Flash Fridays – The Flash #181 August 1968

Oct 20, 2017

I pretty much said all I have to say about this issue in my previous post since this book is a continuation of that story and nothing much happens here to redeem it. There is a profile of writer Frank Robbins at the end of the comic, but it pretty much carries on in the same vein as the issue itself which, again, is unfortunate.

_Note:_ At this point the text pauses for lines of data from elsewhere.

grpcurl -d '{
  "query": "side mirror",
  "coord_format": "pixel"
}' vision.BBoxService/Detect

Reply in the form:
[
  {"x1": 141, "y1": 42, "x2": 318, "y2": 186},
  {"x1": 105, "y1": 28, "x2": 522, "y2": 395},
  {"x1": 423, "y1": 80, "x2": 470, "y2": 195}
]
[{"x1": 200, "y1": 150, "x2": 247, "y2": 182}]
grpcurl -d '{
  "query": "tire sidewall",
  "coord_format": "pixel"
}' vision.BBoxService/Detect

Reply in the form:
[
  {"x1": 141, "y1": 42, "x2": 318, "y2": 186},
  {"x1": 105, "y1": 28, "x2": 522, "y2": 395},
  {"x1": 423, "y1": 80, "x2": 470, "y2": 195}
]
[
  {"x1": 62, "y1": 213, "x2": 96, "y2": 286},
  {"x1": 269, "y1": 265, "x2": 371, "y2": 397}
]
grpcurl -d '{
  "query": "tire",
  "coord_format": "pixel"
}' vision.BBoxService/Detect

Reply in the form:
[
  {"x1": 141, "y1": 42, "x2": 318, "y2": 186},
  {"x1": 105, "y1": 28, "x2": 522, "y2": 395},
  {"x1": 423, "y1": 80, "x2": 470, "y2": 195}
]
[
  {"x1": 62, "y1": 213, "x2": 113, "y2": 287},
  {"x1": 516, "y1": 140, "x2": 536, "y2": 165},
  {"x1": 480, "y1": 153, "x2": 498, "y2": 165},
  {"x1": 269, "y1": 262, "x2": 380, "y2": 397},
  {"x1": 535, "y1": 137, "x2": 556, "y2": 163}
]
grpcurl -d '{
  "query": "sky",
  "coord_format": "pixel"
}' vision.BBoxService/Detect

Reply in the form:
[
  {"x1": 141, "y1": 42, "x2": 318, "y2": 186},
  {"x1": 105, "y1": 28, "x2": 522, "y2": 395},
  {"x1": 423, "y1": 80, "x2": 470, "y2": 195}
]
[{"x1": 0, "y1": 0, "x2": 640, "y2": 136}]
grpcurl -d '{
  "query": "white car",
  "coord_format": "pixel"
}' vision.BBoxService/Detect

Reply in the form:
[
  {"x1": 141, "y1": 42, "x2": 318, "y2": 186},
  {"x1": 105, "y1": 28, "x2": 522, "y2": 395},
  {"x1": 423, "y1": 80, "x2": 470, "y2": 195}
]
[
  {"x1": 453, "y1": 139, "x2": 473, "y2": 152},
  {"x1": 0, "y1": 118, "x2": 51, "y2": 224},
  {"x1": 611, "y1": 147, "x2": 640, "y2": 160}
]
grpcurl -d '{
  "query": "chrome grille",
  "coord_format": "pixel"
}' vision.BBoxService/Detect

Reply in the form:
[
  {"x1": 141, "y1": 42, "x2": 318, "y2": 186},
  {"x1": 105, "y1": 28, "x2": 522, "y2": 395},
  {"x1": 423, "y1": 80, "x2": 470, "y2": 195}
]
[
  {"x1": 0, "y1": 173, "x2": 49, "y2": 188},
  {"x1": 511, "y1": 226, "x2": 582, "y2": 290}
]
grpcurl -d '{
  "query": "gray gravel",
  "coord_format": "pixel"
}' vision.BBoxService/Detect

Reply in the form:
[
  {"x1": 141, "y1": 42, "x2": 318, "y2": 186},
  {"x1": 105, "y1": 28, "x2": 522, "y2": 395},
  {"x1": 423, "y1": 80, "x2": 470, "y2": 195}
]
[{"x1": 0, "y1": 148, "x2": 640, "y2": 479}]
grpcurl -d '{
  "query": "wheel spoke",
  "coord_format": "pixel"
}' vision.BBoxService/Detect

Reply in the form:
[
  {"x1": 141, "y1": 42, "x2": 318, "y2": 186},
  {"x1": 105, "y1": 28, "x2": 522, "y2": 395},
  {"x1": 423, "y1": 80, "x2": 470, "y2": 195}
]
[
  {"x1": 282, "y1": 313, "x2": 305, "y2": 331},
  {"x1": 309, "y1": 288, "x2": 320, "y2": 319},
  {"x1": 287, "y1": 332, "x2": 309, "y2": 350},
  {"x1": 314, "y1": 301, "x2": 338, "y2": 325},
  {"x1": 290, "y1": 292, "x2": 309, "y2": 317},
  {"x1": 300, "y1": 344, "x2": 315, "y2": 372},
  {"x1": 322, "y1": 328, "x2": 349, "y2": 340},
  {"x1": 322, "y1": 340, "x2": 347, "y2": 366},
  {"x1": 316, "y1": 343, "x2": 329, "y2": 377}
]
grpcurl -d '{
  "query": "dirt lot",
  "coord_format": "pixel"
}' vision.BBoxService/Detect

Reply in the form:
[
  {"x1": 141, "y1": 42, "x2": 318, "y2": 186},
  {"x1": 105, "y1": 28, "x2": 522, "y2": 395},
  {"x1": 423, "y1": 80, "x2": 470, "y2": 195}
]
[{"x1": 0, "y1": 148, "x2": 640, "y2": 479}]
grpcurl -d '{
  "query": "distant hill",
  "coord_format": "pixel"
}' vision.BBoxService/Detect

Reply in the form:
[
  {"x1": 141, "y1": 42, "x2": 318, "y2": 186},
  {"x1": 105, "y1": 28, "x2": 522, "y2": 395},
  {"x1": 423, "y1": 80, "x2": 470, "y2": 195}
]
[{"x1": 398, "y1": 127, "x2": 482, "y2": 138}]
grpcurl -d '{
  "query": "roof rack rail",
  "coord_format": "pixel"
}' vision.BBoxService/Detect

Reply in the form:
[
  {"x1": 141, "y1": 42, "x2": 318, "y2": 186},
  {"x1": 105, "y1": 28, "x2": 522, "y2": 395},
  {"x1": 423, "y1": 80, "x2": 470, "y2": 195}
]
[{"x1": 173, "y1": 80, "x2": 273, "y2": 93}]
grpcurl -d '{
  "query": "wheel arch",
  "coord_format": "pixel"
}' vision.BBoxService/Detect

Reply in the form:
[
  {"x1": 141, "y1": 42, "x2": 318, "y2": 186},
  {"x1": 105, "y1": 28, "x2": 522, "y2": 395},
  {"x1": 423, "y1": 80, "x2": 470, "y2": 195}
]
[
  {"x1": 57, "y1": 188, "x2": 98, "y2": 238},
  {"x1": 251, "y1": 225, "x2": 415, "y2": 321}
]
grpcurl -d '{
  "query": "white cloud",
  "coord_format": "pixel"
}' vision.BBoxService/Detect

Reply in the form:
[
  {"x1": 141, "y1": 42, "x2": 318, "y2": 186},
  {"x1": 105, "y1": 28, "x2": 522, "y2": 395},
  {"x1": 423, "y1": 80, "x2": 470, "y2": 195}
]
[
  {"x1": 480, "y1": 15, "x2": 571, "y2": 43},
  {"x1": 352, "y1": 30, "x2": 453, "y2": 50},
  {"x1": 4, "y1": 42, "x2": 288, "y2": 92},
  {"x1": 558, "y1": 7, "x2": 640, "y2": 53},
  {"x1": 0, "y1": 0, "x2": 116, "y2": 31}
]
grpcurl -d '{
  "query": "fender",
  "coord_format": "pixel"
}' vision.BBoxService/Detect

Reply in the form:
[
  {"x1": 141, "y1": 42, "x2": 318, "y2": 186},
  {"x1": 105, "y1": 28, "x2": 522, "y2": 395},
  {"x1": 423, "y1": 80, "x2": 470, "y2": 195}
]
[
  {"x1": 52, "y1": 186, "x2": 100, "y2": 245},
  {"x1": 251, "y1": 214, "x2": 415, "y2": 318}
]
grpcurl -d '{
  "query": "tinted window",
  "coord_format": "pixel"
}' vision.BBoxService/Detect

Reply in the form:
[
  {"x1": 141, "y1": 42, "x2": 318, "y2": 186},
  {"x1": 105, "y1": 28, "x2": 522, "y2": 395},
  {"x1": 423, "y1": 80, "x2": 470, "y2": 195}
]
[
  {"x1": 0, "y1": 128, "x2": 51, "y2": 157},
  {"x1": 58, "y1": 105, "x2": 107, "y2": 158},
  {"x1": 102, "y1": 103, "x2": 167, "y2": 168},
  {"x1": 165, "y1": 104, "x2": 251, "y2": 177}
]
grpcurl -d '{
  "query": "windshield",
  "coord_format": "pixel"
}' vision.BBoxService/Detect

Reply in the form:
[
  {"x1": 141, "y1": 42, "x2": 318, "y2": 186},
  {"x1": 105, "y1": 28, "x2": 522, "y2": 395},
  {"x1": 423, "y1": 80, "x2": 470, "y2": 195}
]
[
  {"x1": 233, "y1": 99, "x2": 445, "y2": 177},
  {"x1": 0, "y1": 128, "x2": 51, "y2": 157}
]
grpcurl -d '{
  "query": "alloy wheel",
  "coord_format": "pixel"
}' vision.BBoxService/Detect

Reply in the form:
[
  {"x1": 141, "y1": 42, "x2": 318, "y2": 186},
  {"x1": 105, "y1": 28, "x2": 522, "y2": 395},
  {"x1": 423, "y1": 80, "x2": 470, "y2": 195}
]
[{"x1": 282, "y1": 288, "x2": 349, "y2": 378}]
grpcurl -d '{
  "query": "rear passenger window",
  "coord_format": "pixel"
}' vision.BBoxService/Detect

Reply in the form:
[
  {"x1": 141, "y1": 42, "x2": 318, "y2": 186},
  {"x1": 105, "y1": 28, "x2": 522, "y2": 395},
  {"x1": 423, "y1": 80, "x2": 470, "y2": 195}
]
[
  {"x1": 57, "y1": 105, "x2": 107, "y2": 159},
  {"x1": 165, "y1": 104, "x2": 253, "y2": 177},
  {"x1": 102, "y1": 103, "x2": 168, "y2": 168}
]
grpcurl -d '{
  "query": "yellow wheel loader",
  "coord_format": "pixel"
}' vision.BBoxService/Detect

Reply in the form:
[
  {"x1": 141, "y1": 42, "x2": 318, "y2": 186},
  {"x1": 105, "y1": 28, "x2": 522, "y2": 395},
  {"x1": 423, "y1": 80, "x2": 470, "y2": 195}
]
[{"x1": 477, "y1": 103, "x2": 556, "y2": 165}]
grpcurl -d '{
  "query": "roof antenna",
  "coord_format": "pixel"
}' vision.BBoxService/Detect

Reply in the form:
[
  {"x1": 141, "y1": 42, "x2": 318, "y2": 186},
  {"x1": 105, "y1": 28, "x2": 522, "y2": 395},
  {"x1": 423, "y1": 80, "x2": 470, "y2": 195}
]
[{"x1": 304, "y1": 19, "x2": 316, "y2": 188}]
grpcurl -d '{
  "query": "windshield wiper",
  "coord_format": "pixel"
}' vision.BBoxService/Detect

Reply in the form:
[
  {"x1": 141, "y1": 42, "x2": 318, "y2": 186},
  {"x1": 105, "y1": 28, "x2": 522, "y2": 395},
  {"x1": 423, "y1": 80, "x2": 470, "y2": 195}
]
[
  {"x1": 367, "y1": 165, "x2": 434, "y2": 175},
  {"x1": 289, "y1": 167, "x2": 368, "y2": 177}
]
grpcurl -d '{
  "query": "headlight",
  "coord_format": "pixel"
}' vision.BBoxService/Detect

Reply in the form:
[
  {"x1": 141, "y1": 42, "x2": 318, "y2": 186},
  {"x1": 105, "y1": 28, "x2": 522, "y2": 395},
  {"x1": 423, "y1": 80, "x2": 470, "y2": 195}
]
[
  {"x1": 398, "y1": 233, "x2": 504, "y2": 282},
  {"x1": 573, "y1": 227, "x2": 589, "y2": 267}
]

One thing that I didn’t mention before is that, almost as if they wanted to make the post Carmine issues as jarring as possible, there’s even a new letterer on the book. Which brings me to Gaspar Saladino the letterer of the early Silver Age Flash run. Even as a twelve-year-old kid, I could appreciate the fact that his lettering was truly something special that it was a part of what made those early books so special. It perfectly complimented  Carmine’s futuristic art. I realize that my love for those early Flash issues colors my thinking on all aspects of the book, but, even given that, I still realized that Saladino’s elegant lettering was a cut far above the rest. So, apparently,  did Julius Schwartz. According to Mark Evanier, in a memorial in Alter Ego, Schwartz turned down Saladino’s art portfolio, but kept him on for his lettering. With Carmine Infantino’s move into management, Saladino became the companies chief cover letterer and logo designer along with work on those tantalizing I’ve-got-to-get-my-hands-on-that-book DC in-house ads. That and the fact that he moved over to the Batman titles with Schwartz no doubt explains his absence in this  Flash issue.

Gaspar Saladino passed away in 2016, and, with that, another star in the Flash firmament blinked out.